A gapped $Z_{2}$ spin liquid phase with a $U(1)$ mean field ansatz: a Bosonic resonating valence-bond description

TL;DR

This paper proposes a new gapped $Z_{2}$ spin liquid phase in a frustrated square lattice model, stabilized by third-neighbor interactions, and describes it using a Bosonic RVB approach with a $U(1)$ mean field ansatz that exhibits $Z_{2}$ topological order.

Contribution

It introduces a Bosonic RVB description of a gapped $Z_{2}$ spin liquid with a $U(1)$ mean field ansatz, stabilized by third-neighbor exchange in a $J_1-J_2$ model.

Findings

The proposed state is a stable $Z_{2}$ spin liquid with topological order.

Gauge fluctuations are gapped, ensuring local stability.
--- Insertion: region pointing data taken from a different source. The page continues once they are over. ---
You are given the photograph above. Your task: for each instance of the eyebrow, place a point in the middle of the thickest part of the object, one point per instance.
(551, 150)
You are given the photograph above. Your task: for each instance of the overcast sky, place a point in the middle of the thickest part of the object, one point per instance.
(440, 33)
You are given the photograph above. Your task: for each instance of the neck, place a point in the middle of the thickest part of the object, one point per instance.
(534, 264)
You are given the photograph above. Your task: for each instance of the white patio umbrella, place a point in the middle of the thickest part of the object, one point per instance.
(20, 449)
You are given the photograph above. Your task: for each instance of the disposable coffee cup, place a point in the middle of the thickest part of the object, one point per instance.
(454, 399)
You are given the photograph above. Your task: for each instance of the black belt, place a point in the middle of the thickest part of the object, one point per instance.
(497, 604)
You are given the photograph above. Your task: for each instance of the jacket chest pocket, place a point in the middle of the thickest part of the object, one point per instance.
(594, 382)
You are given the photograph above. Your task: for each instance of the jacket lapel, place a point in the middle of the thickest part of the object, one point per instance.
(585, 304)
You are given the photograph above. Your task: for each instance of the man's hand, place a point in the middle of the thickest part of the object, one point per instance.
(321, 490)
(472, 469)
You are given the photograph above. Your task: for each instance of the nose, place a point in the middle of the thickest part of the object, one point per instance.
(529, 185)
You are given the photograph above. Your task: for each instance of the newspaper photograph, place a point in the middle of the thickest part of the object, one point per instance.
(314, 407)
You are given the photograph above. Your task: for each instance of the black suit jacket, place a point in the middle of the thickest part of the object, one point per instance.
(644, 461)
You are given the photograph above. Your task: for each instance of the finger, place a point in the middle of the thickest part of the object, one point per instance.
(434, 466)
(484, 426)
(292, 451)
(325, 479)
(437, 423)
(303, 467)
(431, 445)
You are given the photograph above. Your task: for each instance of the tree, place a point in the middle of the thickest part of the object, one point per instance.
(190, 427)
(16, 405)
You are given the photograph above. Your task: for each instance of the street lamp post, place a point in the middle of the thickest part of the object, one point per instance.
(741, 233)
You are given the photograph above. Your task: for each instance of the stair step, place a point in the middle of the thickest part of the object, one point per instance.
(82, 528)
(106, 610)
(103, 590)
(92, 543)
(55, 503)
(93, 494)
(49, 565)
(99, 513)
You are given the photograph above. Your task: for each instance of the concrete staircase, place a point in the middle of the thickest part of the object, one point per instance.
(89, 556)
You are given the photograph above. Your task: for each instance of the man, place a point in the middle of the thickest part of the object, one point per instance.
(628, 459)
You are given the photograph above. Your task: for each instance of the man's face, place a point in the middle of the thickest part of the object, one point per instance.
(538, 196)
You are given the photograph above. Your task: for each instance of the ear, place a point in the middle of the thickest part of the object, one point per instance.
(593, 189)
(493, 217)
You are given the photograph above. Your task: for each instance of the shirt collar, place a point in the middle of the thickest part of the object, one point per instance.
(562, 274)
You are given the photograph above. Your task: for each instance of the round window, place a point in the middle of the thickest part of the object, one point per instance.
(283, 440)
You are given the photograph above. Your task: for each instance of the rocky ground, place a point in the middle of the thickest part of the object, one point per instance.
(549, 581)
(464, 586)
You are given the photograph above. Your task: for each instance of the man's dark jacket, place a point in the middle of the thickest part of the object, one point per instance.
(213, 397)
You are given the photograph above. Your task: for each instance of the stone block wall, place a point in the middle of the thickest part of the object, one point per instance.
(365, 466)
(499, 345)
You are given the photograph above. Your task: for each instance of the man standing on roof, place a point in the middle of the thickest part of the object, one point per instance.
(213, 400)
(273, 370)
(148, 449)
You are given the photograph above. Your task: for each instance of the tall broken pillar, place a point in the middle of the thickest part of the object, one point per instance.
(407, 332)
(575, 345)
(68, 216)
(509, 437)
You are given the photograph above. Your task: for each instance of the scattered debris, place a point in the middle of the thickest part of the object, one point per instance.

The state can emerge continuously from a collinear Neel phase.

Abstract

Gapped $Z_{2}$ spin liquid as the simplest spin liquid has been proved to be the most difficult to realize in realistic models. Here we show that the frustration from a third-neighbor exchange $J_{3}$ on the spin-$\frac{1}{2}$ $J_{1}-J_{2}$ model on the square lattice may serve to stabilize such a long-sought state. We argue that a Bosonic RVB description is more appropriate than a Fermonic RVB description for such a gapped spin liquid phase. We show that while the mean field ansatz of the proposed state has a $U(1)$ gauge symmetry, the gauge fluctuation spectrum on it is actually gapped and the state should be understood rather as a $Z_{2}$ spin liquid state with topological order. The state is thus locally stable with respect to gauge fluctuation and can emerge continuously from a collinear Neel ordered phase.